Duterte Sends Mixed Signals on Martial Law; Analysts Think Philippine President Position on the Issue is a Political Strategy

A few weeks ago, President Rodrigo Duterte of the Philippines has openly expressed that the imposition of the Martial Law should be the prerogative of the President without asking the permission of Congress and the Supreme Court to make such imposition.

The imposition of Martial Law by the Philippine President now has a safeguard because it requires the approval of Congress and the Supreme Court as provided for in the 1987 Constitution.

Duterte said that if both had conflicting findings, there could be trouble.

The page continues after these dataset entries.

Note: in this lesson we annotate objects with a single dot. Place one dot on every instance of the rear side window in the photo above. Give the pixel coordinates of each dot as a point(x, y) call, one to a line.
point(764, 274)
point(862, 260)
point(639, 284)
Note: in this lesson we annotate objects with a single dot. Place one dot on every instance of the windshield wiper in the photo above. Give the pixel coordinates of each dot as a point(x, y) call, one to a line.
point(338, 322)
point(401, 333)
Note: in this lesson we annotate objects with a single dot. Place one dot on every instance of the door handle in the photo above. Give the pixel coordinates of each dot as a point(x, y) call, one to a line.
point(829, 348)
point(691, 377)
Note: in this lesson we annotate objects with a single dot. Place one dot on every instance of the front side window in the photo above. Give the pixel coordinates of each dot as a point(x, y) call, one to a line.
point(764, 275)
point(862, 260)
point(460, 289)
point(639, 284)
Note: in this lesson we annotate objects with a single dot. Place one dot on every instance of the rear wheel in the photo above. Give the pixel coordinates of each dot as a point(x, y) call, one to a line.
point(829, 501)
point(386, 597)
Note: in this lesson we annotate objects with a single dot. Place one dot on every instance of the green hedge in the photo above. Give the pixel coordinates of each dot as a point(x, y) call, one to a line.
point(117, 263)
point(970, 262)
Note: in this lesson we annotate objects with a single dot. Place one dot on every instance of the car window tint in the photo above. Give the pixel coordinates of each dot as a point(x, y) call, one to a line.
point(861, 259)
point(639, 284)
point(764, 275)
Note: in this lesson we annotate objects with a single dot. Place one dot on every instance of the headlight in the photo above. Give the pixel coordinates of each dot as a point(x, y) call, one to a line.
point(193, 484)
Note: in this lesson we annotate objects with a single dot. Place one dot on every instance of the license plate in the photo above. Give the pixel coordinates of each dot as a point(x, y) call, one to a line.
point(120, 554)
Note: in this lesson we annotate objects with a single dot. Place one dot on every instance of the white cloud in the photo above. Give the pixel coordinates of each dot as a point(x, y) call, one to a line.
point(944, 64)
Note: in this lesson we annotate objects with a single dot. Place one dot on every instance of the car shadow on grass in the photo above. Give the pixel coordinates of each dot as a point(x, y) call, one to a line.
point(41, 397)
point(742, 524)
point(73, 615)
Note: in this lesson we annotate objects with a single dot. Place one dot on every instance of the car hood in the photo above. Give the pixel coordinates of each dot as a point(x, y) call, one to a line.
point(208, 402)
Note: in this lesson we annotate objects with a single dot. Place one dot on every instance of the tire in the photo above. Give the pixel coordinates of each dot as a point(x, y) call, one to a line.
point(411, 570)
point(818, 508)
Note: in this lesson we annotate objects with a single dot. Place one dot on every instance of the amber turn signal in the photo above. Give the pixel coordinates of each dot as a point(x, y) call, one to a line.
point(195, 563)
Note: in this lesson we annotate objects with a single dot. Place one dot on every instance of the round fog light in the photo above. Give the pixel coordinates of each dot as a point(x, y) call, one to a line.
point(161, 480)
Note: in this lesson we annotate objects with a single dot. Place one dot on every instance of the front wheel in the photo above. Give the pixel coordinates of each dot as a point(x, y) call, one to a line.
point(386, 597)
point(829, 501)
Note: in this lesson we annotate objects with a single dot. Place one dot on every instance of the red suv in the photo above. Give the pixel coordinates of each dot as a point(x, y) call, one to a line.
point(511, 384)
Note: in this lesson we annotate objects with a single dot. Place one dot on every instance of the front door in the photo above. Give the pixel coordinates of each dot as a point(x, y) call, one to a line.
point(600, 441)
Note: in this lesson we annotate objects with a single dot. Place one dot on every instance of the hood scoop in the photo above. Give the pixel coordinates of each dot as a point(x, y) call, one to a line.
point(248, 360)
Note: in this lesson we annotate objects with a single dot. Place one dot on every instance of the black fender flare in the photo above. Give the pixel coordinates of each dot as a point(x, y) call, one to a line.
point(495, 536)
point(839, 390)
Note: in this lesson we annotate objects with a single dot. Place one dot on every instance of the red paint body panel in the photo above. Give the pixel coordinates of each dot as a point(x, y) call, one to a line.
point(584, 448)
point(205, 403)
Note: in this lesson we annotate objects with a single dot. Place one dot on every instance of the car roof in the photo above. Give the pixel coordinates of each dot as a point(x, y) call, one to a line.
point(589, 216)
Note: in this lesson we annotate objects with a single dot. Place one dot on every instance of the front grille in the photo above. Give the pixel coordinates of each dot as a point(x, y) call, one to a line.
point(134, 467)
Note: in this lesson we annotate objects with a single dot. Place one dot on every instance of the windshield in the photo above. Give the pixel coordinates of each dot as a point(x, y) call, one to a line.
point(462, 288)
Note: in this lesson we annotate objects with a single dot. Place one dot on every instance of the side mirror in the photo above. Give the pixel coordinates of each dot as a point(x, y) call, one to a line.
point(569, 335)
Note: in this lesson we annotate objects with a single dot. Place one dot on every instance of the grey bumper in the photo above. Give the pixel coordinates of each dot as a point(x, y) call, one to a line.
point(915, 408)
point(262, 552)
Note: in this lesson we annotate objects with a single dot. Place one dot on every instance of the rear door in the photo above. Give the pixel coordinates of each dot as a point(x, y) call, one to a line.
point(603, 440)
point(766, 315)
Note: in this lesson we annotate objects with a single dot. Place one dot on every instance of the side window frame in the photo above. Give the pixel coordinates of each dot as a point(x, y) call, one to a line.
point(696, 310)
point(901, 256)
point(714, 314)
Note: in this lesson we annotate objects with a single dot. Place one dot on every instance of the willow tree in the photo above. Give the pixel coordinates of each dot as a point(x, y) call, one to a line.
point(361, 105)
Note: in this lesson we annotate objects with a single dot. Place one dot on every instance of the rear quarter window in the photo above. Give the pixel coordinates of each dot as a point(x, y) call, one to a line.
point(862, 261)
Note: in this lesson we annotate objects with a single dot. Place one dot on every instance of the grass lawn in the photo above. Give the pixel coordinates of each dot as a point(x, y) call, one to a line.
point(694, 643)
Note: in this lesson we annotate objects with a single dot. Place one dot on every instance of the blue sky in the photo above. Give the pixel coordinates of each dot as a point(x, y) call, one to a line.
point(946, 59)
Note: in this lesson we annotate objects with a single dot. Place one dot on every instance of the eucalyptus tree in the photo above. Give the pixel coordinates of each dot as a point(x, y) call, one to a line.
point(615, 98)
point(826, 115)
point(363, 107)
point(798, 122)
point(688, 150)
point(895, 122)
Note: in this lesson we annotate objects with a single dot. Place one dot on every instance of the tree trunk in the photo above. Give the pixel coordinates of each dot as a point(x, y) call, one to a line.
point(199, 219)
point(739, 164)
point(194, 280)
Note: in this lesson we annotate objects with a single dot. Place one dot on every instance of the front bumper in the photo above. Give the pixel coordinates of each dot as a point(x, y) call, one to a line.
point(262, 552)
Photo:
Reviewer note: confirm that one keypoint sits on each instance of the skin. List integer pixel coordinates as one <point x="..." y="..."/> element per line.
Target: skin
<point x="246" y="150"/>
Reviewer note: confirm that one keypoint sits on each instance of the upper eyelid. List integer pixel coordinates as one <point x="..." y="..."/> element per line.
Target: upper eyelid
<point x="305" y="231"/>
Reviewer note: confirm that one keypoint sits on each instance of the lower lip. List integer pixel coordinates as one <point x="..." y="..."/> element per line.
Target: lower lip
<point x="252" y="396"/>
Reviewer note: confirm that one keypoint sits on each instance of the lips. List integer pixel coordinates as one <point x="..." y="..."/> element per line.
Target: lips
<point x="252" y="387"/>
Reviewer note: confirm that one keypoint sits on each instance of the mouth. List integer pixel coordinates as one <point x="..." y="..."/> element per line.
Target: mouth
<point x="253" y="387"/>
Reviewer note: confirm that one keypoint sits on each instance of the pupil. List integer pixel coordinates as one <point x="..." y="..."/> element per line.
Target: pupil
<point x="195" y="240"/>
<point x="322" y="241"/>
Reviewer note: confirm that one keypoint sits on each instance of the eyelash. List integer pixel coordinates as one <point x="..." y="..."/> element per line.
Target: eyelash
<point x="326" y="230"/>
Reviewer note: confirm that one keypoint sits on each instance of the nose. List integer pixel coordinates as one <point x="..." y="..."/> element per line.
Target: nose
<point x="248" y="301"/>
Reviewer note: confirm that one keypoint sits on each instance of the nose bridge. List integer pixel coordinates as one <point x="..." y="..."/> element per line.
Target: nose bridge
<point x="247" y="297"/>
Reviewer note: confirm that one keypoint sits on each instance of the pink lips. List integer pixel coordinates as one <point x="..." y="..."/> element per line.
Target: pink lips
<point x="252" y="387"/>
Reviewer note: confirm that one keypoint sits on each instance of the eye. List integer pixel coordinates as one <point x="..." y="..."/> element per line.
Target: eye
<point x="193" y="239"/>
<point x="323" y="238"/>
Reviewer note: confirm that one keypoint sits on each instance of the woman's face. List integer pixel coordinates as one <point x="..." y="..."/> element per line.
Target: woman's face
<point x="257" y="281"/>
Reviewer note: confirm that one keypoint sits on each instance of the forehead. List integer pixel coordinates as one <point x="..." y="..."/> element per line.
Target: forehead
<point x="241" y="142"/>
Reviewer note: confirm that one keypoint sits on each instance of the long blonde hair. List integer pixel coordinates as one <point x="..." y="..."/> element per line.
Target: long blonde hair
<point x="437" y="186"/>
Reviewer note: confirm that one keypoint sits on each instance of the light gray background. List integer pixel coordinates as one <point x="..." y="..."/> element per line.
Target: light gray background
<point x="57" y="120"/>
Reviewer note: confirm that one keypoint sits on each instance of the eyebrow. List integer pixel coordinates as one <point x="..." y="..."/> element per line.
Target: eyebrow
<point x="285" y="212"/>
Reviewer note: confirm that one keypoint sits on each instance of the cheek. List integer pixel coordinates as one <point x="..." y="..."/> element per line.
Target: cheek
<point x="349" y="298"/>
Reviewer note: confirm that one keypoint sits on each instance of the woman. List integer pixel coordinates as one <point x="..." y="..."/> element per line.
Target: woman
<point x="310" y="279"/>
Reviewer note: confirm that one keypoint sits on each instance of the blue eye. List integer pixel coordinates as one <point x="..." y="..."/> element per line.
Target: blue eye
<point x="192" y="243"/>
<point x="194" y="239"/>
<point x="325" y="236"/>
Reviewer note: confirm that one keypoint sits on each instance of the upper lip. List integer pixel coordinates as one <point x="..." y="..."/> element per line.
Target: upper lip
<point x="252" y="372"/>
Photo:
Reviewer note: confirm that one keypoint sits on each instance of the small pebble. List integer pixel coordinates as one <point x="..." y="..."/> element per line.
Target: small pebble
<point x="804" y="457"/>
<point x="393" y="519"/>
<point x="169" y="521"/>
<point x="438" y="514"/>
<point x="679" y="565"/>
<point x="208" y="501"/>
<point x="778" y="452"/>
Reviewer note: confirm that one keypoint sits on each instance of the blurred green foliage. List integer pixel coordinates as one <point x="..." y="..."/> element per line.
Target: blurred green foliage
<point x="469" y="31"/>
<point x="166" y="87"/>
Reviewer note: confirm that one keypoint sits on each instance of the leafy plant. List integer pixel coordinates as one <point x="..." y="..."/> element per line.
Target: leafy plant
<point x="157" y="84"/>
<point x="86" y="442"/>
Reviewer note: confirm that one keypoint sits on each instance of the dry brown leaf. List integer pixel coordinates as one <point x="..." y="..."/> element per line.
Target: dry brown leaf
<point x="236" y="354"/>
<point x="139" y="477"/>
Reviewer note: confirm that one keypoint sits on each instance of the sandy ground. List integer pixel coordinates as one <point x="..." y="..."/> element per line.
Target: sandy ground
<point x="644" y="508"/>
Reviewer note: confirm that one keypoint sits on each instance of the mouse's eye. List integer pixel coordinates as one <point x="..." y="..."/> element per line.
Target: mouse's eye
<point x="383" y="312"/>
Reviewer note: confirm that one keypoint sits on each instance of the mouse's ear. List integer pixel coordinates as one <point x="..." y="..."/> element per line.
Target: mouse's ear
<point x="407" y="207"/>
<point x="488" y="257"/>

He said that only one person should be giving directions in a situation that required the declaration of Martial Law.

His political opposition, including the Vice President of the Philippines, Leni Robredo, felt that Duterte may be toying with the idea of imposing Martial Law, which was last imposed in the Philippines by the late dictator President Ferdinand Marcos from 1972 to 1981.

No need to declare Martial Law

On December 29, during a live interview with the local media, Duterte changed his tune on the issue when he said that he had no plans of placing the Philippines under martial rule.

He said that the imposition of Martial Law shall only lead to the downfall of the Philippines so he has no plans of declaring it ever, reports Inquirer.net.

The President said he would just tell the Filipino people if there was lawless violence and the steps he would take to stop it. He added he saw no need to punish people with such a declaration just because of criminality.

Duterte also said that he already told the Philippine military to develop loyalty not to him, but to the Constitution.

The Philippine President also said that declaring Martial Law is useless. He said that the military and the police are the two factors that can make or unmake a president, whether these two elements of the government believe in his cause or not.

He said that the only time that he would declare Martial Law is during a case of an invasion by a foreign country of the Philippines.

Time to revert to the 1935 Constitution

Just the same, he maintained his position that the constitutional provision on the declaration of Martial Law should be amended because the Supreme Court may not agree with Congress’ approval of the measure.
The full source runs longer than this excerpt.